Scott Buchanan, diretor executivo da Student Loan Servicing Alliance, que representa os servidores que trabalham no programa federal de empréstimos estudantis, diz que os servidores também se autopoliciam.

“(Os prestadores de serviço) monitoram internamente muito mais do que qualquer um de nossos reguladores jamais poderia ou faria. Porque é do nosso interesse garantir que esses erros sejam corrigidos. E porque temos contratos e se tivermos problemas importantes que se tornaram claramente aparentes, as pessoas dirão: ‘Encontraremos outra pessoa para fazer isso’.”

No final de 2024, antes de a administração Trump cortar a supervisão, a análise do GAO sobre a manutenção de registos dos prestadores de serviços concluiu que “quatro dos cinco prestadores de serviços não cumpriram o padrão de desempenho de precisão e enfrentaram sanções financeiras associadas”.

Na verdade, a manutenção de registos em dois servicers foi suficientemente problemática para merecer a sanção financeira máxima permitida.

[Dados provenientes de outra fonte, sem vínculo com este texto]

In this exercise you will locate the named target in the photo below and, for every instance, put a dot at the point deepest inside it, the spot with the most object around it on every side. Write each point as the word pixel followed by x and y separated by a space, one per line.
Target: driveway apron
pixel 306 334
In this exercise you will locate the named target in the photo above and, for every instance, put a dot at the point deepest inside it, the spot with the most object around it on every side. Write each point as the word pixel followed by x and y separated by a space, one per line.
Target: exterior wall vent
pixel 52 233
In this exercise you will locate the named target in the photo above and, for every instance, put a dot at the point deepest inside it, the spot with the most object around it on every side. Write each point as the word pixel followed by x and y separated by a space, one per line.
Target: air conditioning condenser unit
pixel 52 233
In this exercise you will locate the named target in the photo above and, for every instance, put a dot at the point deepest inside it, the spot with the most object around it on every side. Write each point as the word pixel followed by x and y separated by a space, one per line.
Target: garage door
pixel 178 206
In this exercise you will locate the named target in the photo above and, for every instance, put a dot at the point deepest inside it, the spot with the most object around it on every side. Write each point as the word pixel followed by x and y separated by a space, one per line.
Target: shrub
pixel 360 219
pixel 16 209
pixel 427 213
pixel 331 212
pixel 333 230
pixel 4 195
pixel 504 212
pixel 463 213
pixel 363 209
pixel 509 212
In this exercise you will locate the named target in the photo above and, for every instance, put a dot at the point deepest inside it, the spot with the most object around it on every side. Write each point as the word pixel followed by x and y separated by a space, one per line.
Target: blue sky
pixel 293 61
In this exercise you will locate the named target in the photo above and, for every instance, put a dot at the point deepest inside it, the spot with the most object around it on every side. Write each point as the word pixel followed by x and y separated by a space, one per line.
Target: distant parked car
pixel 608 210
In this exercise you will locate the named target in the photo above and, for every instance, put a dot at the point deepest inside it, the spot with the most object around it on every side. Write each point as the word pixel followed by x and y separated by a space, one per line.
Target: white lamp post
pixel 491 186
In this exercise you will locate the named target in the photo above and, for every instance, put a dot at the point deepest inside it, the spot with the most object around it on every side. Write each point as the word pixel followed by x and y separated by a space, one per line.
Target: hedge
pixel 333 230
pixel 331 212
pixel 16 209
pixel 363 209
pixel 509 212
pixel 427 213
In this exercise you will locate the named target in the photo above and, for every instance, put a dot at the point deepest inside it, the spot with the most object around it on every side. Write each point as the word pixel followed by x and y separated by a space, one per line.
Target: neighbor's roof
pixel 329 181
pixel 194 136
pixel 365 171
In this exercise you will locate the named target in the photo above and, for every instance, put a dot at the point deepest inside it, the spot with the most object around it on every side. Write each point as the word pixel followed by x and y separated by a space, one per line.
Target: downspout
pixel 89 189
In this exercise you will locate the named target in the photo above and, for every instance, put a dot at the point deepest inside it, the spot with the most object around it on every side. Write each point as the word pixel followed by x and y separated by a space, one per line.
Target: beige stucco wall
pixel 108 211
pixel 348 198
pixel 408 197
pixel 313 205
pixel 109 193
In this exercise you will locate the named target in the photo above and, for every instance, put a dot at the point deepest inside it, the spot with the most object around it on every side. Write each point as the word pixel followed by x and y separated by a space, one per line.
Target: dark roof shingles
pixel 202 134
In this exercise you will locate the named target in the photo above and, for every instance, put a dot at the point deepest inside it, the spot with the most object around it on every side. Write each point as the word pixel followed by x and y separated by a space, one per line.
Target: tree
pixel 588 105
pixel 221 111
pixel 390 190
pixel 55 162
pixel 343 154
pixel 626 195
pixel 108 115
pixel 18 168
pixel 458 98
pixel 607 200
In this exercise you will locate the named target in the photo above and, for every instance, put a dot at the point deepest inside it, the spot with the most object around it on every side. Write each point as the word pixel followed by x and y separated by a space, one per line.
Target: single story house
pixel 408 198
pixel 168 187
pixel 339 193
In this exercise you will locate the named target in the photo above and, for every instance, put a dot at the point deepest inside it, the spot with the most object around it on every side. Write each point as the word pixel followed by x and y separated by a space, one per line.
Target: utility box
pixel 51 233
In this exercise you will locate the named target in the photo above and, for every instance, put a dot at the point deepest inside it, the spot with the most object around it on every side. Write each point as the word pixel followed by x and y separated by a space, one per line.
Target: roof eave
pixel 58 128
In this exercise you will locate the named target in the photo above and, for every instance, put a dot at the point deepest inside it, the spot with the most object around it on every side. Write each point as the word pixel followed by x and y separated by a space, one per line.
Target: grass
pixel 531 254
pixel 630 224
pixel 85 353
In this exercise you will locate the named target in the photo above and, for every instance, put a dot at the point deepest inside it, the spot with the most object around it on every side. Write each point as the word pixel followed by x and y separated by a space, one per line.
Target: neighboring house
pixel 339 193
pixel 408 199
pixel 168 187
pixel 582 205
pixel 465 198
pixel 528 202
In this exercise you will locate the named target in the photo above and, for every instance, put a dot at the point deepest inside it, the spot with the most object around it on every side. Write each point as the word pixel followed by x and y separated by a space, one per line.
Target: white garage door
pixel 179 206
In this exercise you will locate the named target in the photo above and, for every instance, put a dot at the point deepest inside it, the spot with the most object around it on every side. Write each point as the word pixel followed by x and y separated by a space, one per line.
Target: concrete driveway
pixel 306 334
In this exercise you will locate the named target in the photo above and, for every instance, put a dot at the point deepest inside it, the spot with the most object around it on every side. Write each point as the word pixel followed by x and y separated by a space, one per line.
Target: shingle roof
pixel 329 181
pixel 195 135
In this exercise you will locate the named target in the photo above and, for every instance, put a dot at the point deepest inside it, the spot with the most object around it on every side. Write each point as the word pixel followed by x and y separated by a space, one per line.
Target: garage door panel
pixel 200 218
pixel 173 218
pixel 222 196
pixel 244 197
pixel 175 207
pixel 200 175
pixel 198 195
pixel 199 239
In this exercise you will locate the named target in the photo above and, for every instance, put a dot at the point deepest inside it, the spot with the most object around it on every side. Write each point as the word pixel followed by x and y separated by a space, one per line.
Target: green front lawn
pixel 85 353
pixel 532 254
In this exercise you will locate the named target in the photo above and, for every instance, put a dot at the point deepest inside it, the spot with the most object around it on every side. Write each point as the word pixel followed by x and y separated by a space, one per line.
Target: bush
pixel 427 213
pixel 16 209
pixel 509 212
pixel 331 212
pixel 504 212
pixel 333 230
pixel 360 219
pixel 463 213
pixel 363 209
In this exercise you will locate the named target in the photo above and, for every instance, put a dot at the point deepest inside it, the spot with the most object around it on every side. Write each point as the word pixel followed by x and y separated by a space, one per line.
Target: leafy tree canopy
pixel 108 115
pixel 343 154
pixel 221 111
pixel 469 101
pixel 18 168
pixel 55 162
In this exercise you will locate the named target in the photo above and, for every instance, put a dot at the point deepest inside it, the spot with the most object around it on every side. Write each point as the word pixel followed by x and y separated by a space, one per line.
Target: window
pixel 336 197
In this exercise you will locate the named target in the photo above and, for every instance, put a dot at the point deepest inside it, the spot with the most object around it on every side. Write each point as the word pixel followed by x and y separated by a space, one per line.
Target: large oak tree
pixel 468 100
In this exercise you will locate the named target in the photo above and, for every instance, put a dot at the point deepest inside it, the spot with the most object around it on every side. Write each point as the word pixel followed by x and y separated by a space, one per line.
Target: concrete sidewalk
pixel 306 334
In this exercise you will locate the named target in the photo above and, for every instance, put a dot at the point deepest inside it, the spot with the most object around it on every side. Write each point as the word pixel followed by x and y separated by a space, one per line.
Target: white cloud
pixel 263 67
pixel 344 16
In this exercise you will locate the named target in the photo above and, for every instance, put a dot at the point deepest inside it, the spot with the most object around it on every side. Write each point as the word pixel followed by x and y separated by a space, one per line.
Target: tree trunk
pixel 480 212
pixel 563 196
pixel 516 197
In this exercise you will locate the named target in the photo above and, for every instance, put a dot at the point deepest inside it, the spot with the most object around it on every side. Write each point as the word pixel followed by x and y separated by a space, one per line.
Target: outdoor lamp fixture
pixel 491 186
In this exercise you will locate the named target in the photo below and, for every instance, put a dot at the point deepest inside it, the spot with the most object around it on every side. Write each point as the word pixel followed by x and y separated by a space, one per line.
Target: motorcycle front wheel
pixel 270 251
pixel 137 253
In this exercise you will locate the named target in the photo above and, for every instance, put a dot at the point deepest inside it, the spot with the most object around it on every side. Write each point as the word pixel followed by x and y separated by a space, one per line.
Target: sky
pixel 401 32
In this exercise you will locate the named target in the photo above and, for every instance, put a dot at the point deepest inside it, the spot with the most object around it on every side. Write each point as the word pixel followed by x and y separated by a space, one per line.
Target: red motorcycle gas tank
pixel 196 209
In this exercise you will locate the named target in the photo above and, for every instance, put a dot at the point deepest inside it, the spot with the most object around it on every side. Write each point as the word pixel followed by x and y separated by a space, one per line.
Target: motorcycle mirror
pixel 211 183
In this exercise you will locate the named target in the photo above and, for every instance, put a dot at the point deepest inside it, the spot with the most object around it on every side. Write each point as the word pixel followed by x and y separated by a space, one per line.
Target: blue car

E o GAO observa que o auditor financeiro independente do Departamento de Educação informou recentemente, em Janeiro de 2026, que o departamento “continuava a ter uma fraqueza material relacionada com a fiabilidade dos seus dados de empréstimos estudantis”.

Além disso, diz Emrey-Arras, reduzir a supervisão na FSA também significou reduzir os esforços para responsabilizar financeiramente os prestadores de serviços pelo seu desempenho. Esta responsabilização, diz ela, “é crítica. Sem ela, o governo corre o risco de pagar a mais por um mau desempenho”.

Para os mutuários, os erros dos prestadores de serviços podem levar a problemas muito reais, disse o deputado Scott em comunicado à NPR. “Os mutuários podem pagar a mais ou ser colocados no programa errado de reembolso de empréstimos estudantis. A recusa (do Departamento de Educação) em supervisionar os gestores de empréstimos estudantis é um abandono do dever.”

Supervisão reduzida de grandes mudanças nos empréstimos estudantis

Esses cortes de pessoal e de supervisão ocorrem no momento em que milhões de mutuários federais de empréstimos estudantis precisarão de ajuda para fazer a transição para novos planos de reembolso. O plano SAVE da era Biden está em crise, com juros cobrados aos mutuários e o plano deverá ser encerrado até 2028, o mais tardar. Outros 12 milhões de mutuários estão em situação de incumprimento nos seus empréstimos ou a caminho de o fazer.

Além do mais, em julho, uma série de mudanças novas e potencialmente desafiadoras no programa de empréstimos estudantis terá início – cortesia da One Big Beautiful Bill Act dos republicanos – incluindo a introdução de dois planos de reembolso totalmente novos e a eliminação gradual de outros.